After the implementation of the proteolytic effect, the antigen group C1qrs attaches a C4b fragment to itself. Such a complex becomes suitable for binding to C2, which, under the action of C1s, immediately splits into C2a and C2b. As a result, a C3 convertase C1qrs4b2a is created, the action of which forms a C5 convertase, which triggers the formation of MAA.
Alternative way
Such activation is otherwise called idle, since C3 hydrolysis occurs spontaneously (without intermediaries), which leads to periodic unreasonable formation of C3 convertase. An alternative route is when specific immunity to the pathogen has not yet formed. In this case, the cascade consists of the following reactions:
- Idle hydrolysis of C3 to form a C3i fragment.
- C3i binds to factor B to form the C3iB complex.
- Bound factor B becomes available for D-protein cleavage.
- The Ba fragment is removed and the C3iBb complex remains, which is the C3 convertase.
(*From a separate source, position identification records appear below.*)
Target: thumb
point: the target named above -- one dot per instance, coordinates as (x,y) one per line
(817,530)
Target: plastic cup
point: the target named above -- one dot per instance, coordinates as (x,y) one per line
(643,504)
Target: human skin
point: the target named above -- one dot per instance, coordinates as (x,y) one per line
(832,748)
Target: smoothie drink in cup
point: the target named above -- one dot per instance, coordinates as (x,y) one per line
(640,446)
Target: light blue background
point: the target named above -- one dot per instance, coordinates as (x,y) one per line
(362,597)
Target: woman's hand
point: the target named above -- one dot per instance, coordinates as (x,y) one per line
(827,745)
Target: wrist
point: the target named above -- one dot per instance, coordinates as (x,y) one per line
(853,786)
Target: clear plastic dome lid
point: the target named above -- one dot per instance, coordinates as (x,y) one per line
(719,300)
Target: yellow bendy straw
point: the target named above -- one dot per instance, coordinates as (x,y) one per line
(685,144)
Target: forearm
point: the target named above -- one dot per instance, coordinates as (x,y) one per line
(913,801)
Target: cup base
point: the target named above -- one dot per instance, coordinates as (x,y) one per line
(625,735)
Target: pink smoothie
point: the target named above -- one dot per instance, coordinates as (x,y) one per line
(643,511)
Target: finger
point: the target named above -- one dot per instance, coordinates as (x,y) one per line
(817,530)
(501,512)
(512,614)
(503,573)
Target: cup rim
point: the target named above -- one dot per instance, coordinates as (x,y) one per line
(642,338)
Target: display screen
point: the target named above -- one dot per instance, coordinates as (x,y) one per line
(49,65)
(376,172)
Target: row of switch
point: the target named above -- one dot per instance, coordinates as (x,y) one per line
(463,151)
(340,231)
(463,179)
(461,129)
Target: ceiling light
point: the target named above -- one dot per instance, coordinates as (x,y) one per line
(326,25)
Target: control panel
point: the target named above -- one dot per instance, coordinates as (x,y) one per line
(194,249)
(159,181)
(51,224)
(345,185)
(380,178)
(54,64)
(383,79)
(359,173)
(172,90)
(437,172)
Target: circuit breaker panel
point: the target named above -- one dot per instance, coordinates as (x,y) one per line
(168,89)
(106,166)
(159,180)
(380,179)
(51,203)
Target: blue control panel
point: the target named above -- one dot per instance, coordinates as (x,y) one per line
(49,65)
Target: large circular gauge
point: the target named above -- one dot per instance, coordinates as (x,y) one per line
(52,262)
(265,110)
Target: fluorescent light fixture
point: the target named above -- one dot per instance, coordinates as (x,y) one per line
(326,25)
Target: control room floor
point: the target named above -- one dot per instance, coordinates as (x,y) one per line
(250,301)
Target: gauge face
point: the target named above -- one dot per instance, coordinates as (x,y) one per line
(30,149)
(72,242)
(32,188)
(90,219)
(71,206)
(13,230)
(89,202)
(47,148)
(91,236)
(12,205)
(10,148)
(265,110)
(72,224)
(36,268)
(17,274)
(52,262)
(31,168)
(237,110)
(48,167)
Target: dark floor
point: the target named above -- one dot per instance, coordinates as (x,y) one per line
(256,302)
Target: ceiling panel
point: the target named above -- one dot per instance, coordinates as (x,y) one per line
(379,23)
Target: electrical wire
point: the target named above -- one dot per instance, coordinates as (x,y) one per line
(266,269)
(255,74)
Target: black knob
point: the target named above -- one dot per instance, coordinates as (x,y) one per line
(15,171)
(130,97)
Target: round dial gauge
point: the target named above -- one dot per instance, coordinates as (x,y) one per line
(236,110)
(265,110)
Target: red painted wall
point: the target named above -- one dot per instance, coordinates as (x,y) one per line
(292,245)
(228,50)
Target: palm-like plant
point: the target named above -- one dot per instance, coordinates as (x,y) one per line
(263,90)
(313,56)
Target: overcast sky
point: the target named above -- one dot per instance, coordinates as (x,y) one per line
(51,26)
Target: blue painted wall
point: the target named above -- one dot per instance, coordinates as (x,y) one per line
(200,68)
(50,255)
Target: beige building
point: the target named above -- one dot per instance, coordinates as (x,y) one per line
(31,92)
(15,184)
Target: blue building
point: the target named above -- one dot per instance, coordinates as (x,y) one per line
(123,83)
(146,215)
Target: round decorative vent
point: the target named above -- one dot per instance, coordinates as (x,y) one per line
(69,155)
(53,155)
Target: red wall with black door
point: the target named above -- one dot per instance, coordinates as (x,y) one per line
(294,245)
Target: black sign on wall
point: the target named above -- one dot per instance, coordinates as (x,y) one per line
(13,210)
The essence of idle activation is that in the liquid phase, C3-convertase is unstable and quickly hydrolyzes. However, upon collision with the membrane of the pathogen, it stabilizes and starts the cytolytic stage with the formation of MAA.
Lectin path
The lectin path is very similar to the classic one. The main difference lies in the first stage of activation, which is carried out not through interaction with immunoglobulin, but through C1q binding to terminal mannan groups present on the surface of bacterial cells. Further activation is carried out completely identical to the classical path.